The Cairo talks held this month between Hamas and Fatah "could not bridge the deep gaps between the two movements," a European diplomat who was involved in the reconciliation initiative said this week. "The Hamas representatives came with the feeling that they could dictate the agenda, that they are in possession of the ultimate weapon, and that they are dealing with an enfeebled Fatah, which is almost pleading for its life."

This view is reflected in an article written by a Hamas leader, Azat al-Ghashek, after the talks concluded. "The position of the Palestinian Authority was clear when it asked for a stop to the resistance operations within the borders of 1948 or 1967," he noted. "The PA adopted the method of negotiations with Israel and continues to insist on this, despite the devastation these negotiations have inflicted on the Palestinian people and despite Sharon's arrogance and his aggression against our people. Nevertheless, the PA sees no way to restore its status and dignity other than through negotiations and accepting every initiative that is proposed to the Palestinian people, however humiliating it may be ...

"The PA wants to drag Hamas into the negotiations rubric and stop the resistance, in order to prove that it is capable of ensuring the security of the Zionist entity. It is escaping into the style of negotiations with Hamas after having been unsuccessful in putting a stop to the resistance operations by force."

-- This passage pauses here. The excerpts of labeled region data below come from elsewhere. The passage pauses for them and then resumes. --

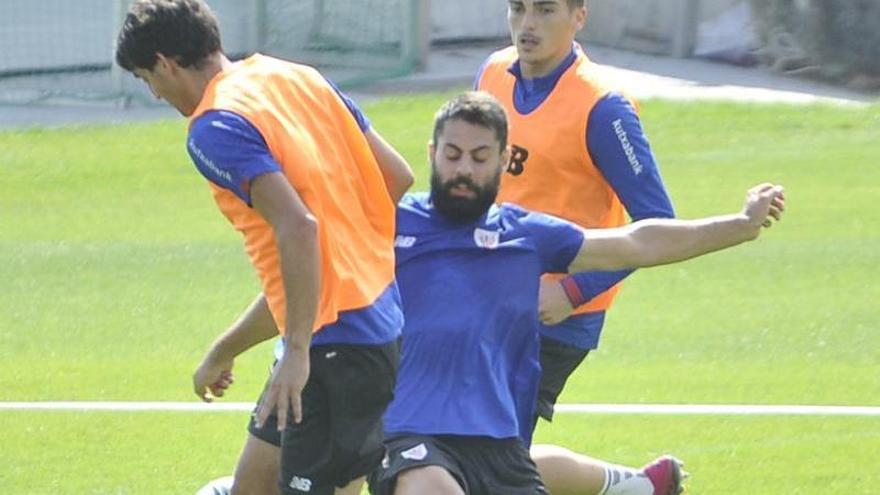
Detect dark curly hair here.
[116,0,223,72]
[433,91,507,150]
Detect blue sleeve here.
[587,93,675,221]
[326,79,372,132]
[186,110,281,206]
[474,57,492,91]
[560,93,675,302]
[520,210,584,273]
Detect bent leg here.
[232,434,281,495]
[530,445,607,495]
[394,466,464,495]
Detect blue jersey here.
[385,193,583,443]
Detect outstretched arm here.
[569,184,785,273]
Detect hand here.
[255,348,309,431]
[743,183,785,237]
[193,352,235,402]
[538,279,574,325]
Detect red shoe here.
[642,455,687,495]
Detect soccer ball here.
[196,476,233,495]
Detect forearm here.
[613,214,760,269]
[210,294,278,359]
[367,129,415,204]
[560,270,635,308]
[275,215,321,351]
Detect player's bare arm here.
[365,128,415,204]
[193,294,278,402]
[569,184,785,272]
[251,172,321,430]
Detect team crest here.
[400,443,428,461]
[474,229,501,249]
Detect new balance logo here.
[474,229,501,249]
[289,476,312,492]
[394,235,416,248]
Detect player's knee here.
[230,476,281,495]
[232,435,281,495]
[394,466,464,495]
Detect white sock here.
[599,464,654,495]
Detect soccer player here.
[370,93,784,495]
[116,0,412,494]
[475,0,680,493]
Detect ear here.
[574,6,587,32]
[153,53,180,72]
[501,145,511,169]
[428,140,437,162]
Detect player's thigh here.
[393,466,464,495]
[537,337,590,421]
[232,434,281,495]
[333,476,367,495]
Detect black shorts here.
[248,341,399,495]
[535,337,590,426]
[369,435,547,495]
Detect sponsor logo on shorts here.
[474,229,501,249]
[400,443,428,461]
[289,476,312,492]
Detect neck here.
[184,52,232,115]
[519,44,571,79]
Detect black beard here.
[431,167,501,224]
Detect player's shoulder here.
[498,203,571,230]
[484,46,519,69]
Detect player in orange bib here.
[475,0,681,495]
[116,0,413,495]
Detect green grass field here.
[0,95,880,495]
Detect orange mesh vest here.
[479,47,626,314]
[190,55,394,333]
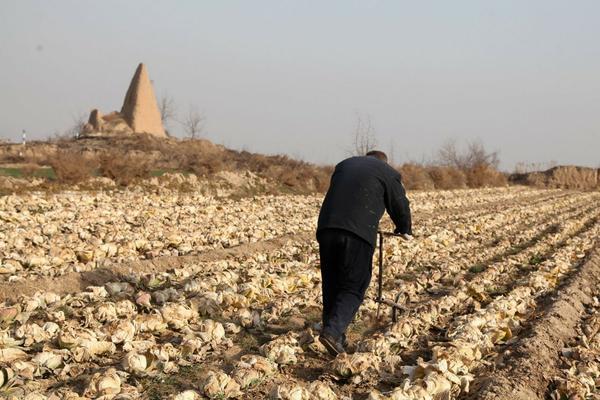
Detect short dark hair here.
[366,150,387,162]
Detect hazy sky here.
[0,0,600,170]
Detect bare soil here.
[467,248,600,400]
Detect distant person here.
[317,151,412,356]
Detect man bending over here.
[317,151,412,356]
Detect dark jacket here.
[317,156,412,247]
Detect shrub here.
[399,164,435,190]
[99,150,152,186]
[46,149,97,184]
[465,165,508,188]
[427,166,467,190]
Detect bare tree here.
[438,140,500,170]
[388,137,396,165]
[350,113,377,156]
[182,106,204,139]
[62,112,87,140]
[158,93,177,126]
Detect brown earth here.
[467,248,600,400]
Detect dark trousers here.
[317,229,374,339]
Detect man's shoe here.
[342,333,350,349]
[319,333,346,357]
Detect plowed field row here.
[0,188,600,400]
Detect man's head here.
[366,150,387,163]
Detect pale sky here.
[0,0,600,170]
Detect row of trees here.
[349,113,500,171]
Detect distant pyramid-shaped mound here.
[121,63,166,136]
[83,63,167,137]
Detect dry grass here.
[510,166,600,190]
[399,164,508,190]
[45,149,97,184]
[98,150,152,186]
[427,166,467,190]
[399,164,435,190]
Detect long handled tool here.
[375,231,409,322]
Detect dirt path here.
[0,232,314,302]
[467,247,600,400]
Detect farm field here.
[0,187,600,400]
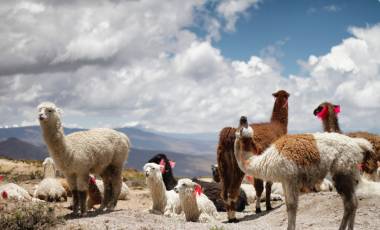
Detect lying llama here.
[143,163,181,216]
[38,102,131,214]
[217,90,289,222]
[148,153,177,190]
[174,179,217,222]
[149,153,248,212]
[313,102,380,178]
[234,117,373,230]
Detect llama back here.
[66,128,131,172]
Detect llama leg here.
[65,175,79,215]
[108,167,122,210]
[227,173,244,223]
[265,181,273,211]
[282,183,299,230]
[333,174,358,230]
[253,178,264,213]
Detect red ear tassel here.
[194,184,202,196]
[317,106,329,119]
[334,105,340,115]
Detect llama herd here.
[0,90,380,230]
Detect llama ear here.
[334,105,340,115]
[194,183,202,196]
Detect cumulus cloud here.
[0,0,380,132]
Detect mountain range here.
[0,126,217,177]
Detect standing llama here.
[314,102,380,175]
[234,117,373,230]
[38,102,131,215]
[217,90,289,222]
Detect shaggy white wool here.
[143,163,182,216]
[38,102,131,212]
[33,178,67,201]
[42,157,56,178]
[174,179,217,222]
[0,183,32,201]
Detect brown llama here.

After the Cairo talks, the external Hamas leadership (Israel refused to permit the representatives of internal Hamas to attend the talks) adopted a single publicity line according to which no agreements concerning a cessation of the attacks had been reached, nor was there place to discuss this. "After all, people from the PA also perpetrate suicide bombing attacks and other attacks inside Israel, which means that opinion is divided among them as well," Mousa Abu Marzouk told Quds Press, the Palestinian news agency.
From Abu Marzouk's point of view, the major achievement of the talks - as opposed to the previous talks that were held between the two organizations - is that this time "they were conducted on general subjects and not specific issues. This time we are marching hand in hand with Fatah on the path of the resistance." Abu Marzouk also disclosed that the Americans have held talks with Hamas three times since the events of September 11, "but on each occasion it was the Americans who broke off the talks."

Abu Marzouk made an effort to portray the two organizations as having the same status and an identical agenda. From Hamas's perspective, the very existence of talks between the two organizations as equals makes Hamas a legitimate representative of the Palestinians. Marzouk finds proof of this in the auspices Egypt granted the talks.

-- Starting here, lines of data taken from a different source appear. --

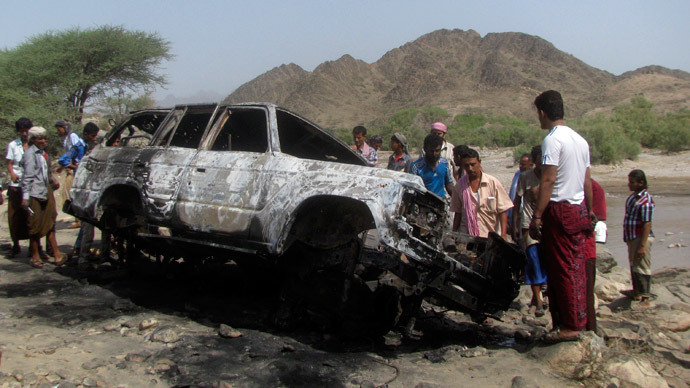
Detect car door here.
[139,105,216,225]
[177,105,270,244]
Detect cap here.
[393,132,407,152]
[431,121,448,133]
[29,127,46,139]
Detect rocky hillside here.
[226,30,690,127]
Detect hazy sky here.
[0,0,690,103]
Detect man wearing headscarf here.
[388,132,412,172]
[21,127,67,268]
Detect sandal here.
[620,290,640,300]
[534,306,544,317]
[7,245,22,258]
[541,330,580,344]
[55,252,68,267]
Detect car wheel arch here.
[285,195,376,248]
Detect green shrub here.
[573,114,640,164]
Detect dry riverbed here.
[0,150,690,388]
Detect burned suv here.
[66,103,523,330]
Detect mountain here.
[225,30,690,127]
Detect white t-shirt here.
[5,138,24,187]
[541,125,589,204]
[62,132,81,152]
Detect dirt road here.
[0,151,690,388]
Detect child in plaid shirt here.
[621,170,654,307]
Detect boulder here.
[218,323,242,338]
[607,359,668,388]
[654,309,690,332]
[594,278,626,302]
[597,243,617,273]
[150,326,180,344]
[530,332,606,378]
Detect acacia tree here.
[0,26,172,122]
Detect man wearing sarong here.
[450,147,513,239]
[6,117,34,256]
[21,127,67,268]
[529,90,594,343]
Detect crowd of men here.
[5,117,99,268]
[353,90,654,343]
[0,90,654,343]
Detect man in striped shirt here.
[621,170,654,307]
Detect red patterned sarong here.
[542,202,592,331]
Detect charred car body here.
[66,103,524,331]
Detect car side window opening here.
[170,112,213,148]
[276,109,362,165]
[211,108,268,152]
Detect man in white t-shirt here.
[529,90,593,343]
[5,117,34,256]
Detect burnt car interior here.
[276,109,366,166]
[211,108,268,152]
[169,111,213,148]
[112,111,168,148]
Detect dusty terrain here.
[0,150,690,388]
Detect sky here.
[0,0,690,102]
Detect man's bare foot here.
[29,257,45,268]
[55,252,67,267]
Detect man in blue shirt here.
[410,133,453,198]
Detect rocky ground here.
[0,149,690,388]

An official of the Palestinian Authority who was asked to respond to Abu Marzouk's comments disputes his interpretation. "Hamas did not receive a status equal to that of Fatah and cannot claim such a status," the official said. "Our intention was to create national unity that will make it possible to pursue the political negotiations. We are ready to give Hamas a respectable place in a Palestinian government, but they must be aware of the parameters of the negotiations and of the condition of stopping the resistance operations against Israel, at least in its territory. Our differences were not resolved, not even in the standing committee that was established in order to manage the dialogue between the organizations. It is clear to us that after a Palestinian state is established, the PA will have to deal with the Hamas movement by political means or by another means."

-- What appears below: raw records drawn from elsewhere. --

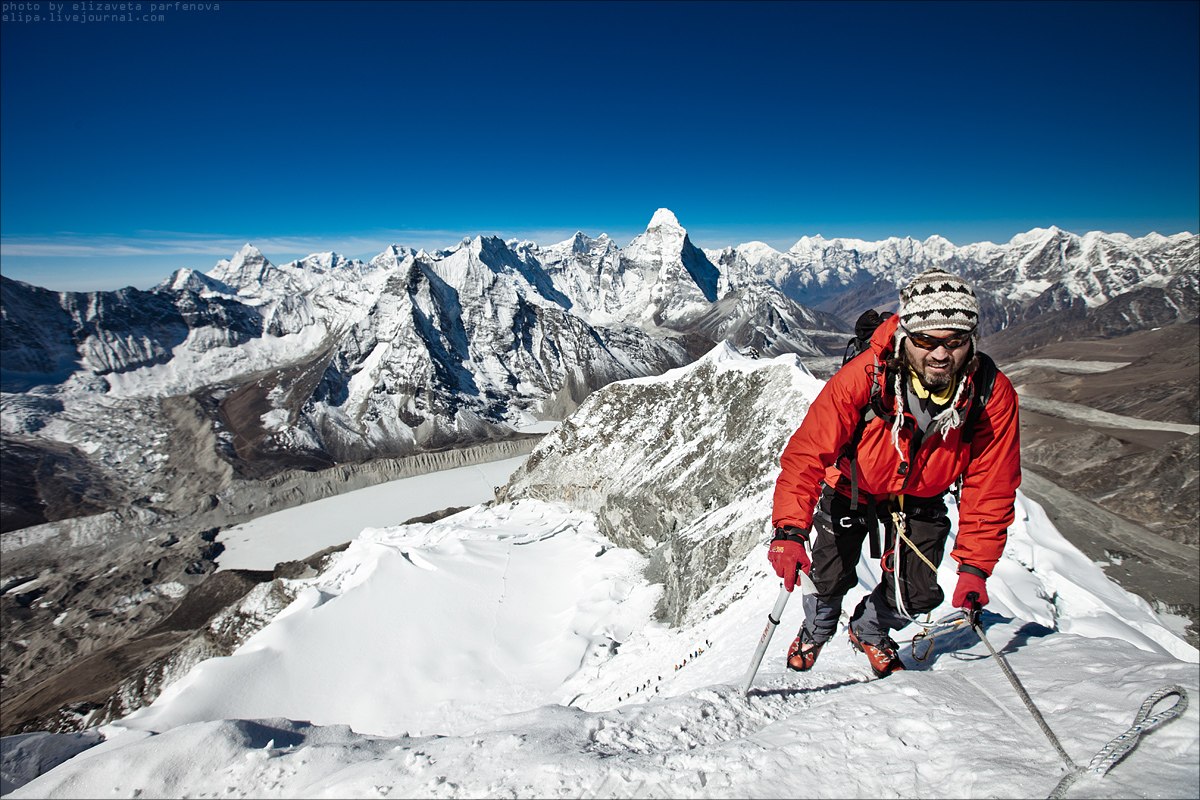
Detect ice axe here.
[742,572,816,694]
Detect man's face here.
[904,330,971,392]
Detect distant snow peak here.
[646,209,683,231]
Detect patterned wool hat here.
[900,267,979,333]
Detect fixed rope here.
[967,610,1188,800]
[1049,686,1188,800]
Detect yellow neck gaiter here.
[908,369,959,405]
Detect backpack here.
[841,308,892,367]
[836,308,996,558]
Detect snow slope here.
[4,352,1200,798]
[217,458,524,570]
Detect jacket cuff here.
[772,525,809,543]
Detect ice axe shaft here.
[742,572,816,694]
[742,585,792,694]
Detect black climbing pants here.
[800,486,950,643]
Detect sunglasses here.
[905,330,974,350]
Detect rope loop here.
[1049,685,1188,800]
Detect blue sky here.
[0,0,1200,290]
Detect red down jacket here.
[772,317,1021,575]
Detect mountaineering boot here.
[848,625,904,678]
[787,637,824,672]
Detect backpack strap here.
[962,353,997,444]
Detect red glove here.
[953,572,988,608]
[767,528,812,591]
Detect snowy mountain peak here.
[646,209,683,231]
[208,242,272,289]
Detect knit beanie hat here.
[900,267,979,333]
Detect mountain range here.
[0,209,1198,542]
[0,343,1200,798]
[0,209,1200,743]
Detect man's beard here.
[919,369,954,392]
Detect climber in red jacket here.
[768,269,1021,676]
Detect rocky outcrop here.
[498,344,821,625]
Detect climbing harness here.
[961,593,1188,800]
[880,494,942,638]
[908,612,967,661]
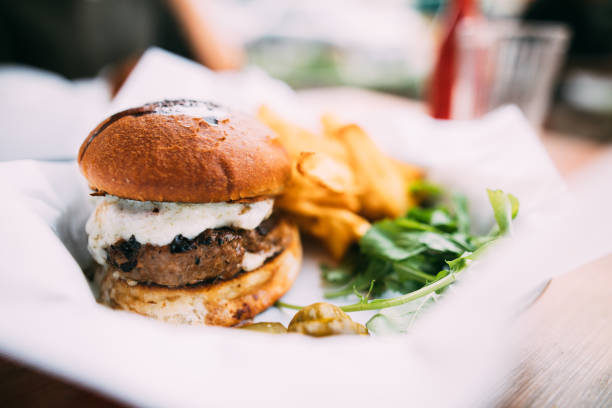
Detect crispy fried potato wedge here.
[258,106,423,259]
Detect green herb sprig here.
[277,190,519,312]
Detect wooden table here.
[0,88,612,407]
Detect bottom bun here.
[96,225,302,326]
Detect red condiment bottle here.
[428,0,479,119]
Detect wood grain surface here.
[0,88,612,407]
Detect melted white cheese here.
[85,195,274,265]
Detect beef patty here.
[107,216,291,286]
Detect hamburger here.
[78,100,302,326]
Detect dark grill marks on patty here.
[107,217,290,286]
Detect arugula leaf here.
[487,189,519,235]
[322,186,519,332]
[359,220,427,261]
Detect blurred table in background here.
[0,88,612,407]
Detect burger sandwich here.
[78,100,301,326]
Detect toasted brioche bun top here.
[78,100,291,203]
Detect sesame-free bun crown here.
[78,100,291,203]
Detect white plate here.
[0,50,571,406]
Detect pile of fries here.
[258,106,423,259]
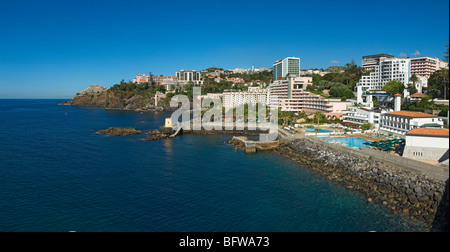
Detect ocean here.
[0,100,424,232]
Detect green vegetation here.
[109,80,166,96]
[402,96,448,116]
[427,68,449,99]
[307,60,370,100]
[329,85,355,99]
[361,123,373,130]
[220,71,273,83]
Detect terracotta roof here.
[386,110,437,117]
[407,128,448,137]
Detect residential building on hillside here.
[223,87,268,108]
[133,74,150,83]
[356,58,411,105]
[176,70,202,84]
[380,111,444,135]
[362,54,394,71]
[273,57,300,81]
[403,128,449,163]
[342,106,381,128]
[409,57,441,78]
[80,84,108,95]
[269,76,333,113]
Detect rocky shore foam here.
[275,138,449,231]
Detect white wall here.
[406,135,449,149]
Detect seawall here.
[275,137,449,231]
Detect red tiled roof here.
[407,128,449,137]
[411,93,425,97]
[386,111,437,117]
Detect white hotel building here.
[356,58,411,104]
[269,76,333,113]
[380,110,444,135]
[223,87,269,108]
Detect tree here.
[361,123,372,130]
[383,80,405,95]
[329,85,355,99]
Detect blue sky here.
[0,0,449,99]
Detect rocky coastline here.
[274,138,449,231]
[98,127,144,136]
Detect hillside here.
[61,83,160,110]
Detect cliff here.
[61,90,155,110]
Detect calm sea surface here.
[0,100,421,232]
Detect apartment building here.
[176,70,201,84]
[342,106,381,128]
[362,54,394,71]
[380,111,444,135]
[273,57,300,81]
[410,57,441,78]
[223,87,268,108]
[356,58,411,104]
[269,76,333,113]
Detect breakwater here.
[275,138,449,231]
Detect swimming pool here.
[304,129,333,133]
[323,137,372,148]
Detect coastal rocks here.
[98,127,144,136]
[275,138,448,231]
[60,90,154,110]
[144,127,175,141]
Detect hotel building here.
[356,58,411,104]
[342,106,381,128]
[362,54,394,71]
[223,87,269,108]
[410,57,441,78]
[176,70,201,84]
[380,111,444,135]
[273,57,300,81]
[269,76,333,113]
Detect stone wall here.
[276,138,448,230]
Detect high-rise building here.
[273,57,300,81]
[410,57,441,78]
[223,87,268,108]
[177,70,201,83]
[269,76,333,113]
[362,53,394,71]
[356,58,411,104]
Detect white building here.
[273,57,300,81]
[223,87,269,108]
[403,128,449,163]
[410,56,441,79]
[362,54,394,71]
[380,111,444,135]
[176,70,202,84]
[356,58,411,105]
[342,106,381,128]
[269,76,333,113]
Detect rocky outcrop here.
[98,127,144,136]
[276,138,448,230]
[61,90,154,110]
[145,127,175,141]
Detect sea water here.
[0,100,423,232]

Hamas believes that the PA, and above all Arafat's weakness, do not give Fatah a bargaining position. It also believes that it will set the agenda in the future, too, given the fact that there is no political plan on the horizon and that it expects a right-wing government to be elected in Israel. Hamas, which in its charter described the balance of forces between it and the PLO as "relations of a son toward his father," can continue to invoke this metaphor. This time, though, it feels it has assumed the father's role.